Muito bom, Doc. Eu já creio que Deus guie sua mão.
Então, para que eu estudei? Se Deus pode guiar minha mão mesmo...
Veja, Doc: por que você trata dos doentes?
Porque sou médico.
E por que você não manobra com o navio? Por que quem faz isso sou eu?
Ué, Tenente... porque o senhor foi treinado para isso.
Exatamente, Doc. Eu acredito que Deus me guia, mas eu tenho que, pelo menos, saber o que fazer, para que Ele possa me inspirar. Se eu tentasse fazer algo para salvar uma vida, num tratamento médico complexo, eu seria totalmente incapaz. Nem Deus poderia me dar a graça de salvar uma vida assim.
Pois é, Tenente. Eu até acreditava nisso, até que perdi meu primeiro paciente. Morreu nos meus braços, mesmo com tudo o que eu fiz e com todas as orações que fiz. Não faltou fervor e fé da minha parte, e o que o seu Deus fez? Tirou a vida do meu paciente!
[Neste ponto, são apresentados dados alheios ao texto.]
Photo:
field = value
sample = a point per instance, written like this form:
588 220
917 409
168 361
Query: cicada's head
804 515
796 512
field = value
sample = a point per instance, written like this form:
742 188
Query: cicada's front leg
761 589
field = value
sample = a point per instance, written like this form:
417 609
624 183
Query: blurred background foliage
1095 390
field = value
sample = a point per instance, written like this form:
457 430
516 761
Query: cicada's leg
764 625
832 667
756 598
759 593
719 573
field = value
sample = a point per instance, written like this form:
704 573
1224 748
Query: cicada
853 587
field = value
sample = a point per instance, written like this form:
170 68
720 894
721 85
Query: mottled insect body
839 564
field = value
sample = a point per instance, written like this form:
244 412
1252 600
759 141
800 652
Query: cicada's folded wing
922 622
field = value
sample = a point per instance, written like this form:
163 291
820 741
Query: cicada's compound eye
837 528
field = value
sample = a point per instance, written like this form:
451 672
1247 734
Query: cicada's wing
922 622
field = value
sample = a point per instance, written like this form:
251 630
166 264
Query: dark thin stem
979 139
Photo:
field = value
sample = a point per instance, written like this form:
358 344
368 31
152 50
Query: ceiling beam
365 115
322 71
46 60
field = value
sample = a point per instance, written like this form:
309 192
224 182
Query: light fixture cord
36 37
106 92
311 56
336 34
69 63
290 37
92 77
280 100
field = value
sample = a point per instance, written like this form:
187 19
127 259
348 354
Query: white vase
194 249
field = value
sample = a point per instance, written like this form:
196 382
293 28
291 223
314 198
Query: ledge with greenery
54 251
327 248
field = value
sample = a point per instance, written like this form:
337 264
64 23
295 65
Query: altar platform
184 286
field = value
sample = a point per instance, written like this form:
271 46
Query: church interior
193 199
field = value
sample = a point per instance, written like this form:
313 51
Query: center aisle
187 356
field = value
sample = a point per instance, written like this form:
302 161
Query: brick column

Calei-me. Não adiantaria discutir com ele. Mas o que tinha acontecido estava além do que qualquer ciência explicava. Se bem que essa pequena discussão tinha sido engendrada por mim mesmo, para desviar a atenção do chicote que tinha me causado os ferimentos.
Voltei para o meu camarote. Quando entrei, meu amigo de turma se levantou, num sobressalto. Lívido, ele se sentou, colocando a cabeça entre as mãos, sacudindo-a. Ele teve a sorte de não ter sido atingido pelo que tínhamos visto.
Porra, Paulo, o que a gente vai fazer?
Como assim, Zé — perguntei — O que houve?
Ele apontou para o canto do camarote. Um cobertor amarfanhado estava jogado lá. Puxei, e quase caí para trás: um fêmur.
Zé, que porra é essa — perguntei, tentando manter minha voz baixa, senão o Comandante e o Imediato escutariam — E cadê aquela merda daquela vela que aquela mulher deu pra gente?
Essa merda desse osso é a vela, porra! Cacete, Paulo, como é que vão ficar nossas carreiras quando descobrirem um osso humano velho aqui com a gente? Olha só, tem até terra nele! E parece aquela terra de cemitério!
Peguei minha mochila, joguei o que estava dentro no armário, e a passei para o Zé. Falei para ele fazer um rolo com o cobertor em volta do osso e colocá-lo dentro dela. Virei-me em direção à porta, mas Zé se levantou e me segurou.
Porra, Paulo. Que que tu vai fazer?
Falar com o Doc.
Tá maluco, porra? Quer que todo mundo saiba?
Zé, a gente não tem certeza de que esse osso é humano. O Doc vai saber identificar.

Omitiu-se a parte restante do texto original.